Details
-
Bug
-
Resolution: Fixed
-
Minor
-
Lustre 2.14.0
-
PPC clients
-
3
-
9223372036854775807
Description
sanity test_160j fails with 'read changelog failed' for PPC client testing 100% of the time.
Looking at a recent failure at https://testing.whamcloud.com/test_sets/d3720002-4a27-11ea-b69a-52540065bddc, the actual error is a problem with the input to cat
Registered 1 changelog users: 'cl3' total: 2 create in 0.00 seconds: 1052.66 ops/second cat: -: Invalid argument sanity test_160j: @@@@@@ FAIL: read changelog failed Trace dump: = /usr/lib64/lustre/tests/test-framework.sh:6121:error() = /usr/lib64/lustre/tests/sanity.sh:14350:test_160j()

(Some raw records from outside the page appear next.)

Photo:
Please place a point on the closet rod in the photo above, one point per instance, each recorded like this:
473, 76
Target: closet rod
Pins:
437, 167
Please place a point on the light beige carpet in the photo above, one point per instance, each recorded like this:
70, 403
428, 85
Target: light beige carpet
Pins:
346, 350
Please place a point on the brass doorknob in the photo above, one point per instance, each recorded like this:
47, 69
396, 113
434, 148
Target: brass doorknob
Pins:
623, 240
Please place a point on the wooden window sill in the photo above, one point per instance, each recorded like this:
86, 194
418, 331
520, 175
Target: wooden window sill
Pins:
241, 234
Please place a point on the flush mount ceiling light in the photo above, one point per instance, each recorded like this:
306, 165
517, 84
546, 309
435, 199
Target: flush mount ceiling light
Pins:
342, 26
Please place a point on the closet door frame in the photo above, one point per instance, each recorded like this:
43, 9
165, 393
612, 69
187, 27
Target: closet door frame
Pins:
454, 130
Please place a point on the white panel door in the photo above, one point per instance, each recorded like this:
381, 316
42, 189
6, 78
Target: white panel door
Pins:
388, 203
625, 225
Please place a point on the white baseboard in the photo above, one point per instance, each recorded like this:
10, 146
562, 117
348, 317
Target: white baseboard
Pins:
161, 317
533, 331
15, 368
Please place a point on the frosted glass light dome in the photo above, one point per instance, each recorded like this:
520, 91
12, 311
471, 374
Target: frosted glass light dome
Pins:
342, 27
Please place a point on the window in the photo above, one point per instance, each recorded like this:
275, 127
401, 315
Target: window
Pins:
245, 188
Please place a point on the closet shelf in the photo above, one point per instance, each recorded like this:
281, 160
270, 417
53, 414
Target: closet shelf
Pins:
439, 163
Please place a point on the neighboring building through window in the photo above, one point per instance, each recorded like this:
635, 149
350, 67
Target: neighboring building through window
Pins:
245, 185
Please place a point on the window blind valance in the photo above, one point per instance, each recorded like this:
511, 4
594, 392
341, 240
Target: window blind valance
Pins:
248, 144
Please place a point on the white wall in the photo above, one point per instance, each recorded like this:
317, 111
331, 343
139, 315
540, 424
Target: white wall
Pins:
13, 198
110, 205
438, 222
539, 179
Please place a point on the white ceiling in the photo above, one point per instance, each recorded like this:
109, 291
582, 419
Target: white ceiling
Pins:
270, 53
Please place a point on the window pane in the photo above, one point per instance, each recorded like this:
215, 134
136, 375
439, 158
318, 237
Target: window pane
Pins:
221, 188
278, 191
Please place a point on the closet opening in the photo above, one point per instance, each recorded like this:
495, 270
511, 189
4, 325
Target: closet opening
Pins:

The code that is failing in sanity test 160j is
14341 # read changelog 14342 cat <&4 >/dev/null || error "read changelog failed"
Looking at the client1 (vm12) console log, we see
[ 5314.374481] Lustre: DEBUG MARKER: == sanity test 160j: client can be umounted while its chanangelog is being used ===================== 01:24:59 (1581125099) [ 5314.494530] Lustre: DEBUG MARKER: mkdir -p /mnt/lustre2 [ 5314.506580] Lustre: DEBUG MARKER: mount -t lustre -o user_xattr,flock trevis-10vm12@tcp:/lustre /mnt/lustre2 [ 5314.555637] Lustre: Mounted lustre-client [ 5315.555507] Lustre: 10940:0:(llog_cat.c:808:llog_cat_process_common()) lustre-MDT0000-mdc-c0000000b5687800: invalid record in catalog [0x5:0x0:0xa]:0: rc = -22 [ 5315.555690] LustreError: 10940:0:(mdc_changelog.c:295:chlg_load()) lustre-MDT0000-mdc-c0000000b5687800: fail to process llog: rc = -22 [ 5315.600825] Lustre: Unmounted lustre-client [ 5315.777197] Lustre: DEBUG MARKER: /usr/sbin/lctl mark sanity test_160j: @@@@@@ FAIL: read changelog failed
sanity test 160j started failing for PPC clients as soon as it was first introduced/landed on 27 SEPT 2019.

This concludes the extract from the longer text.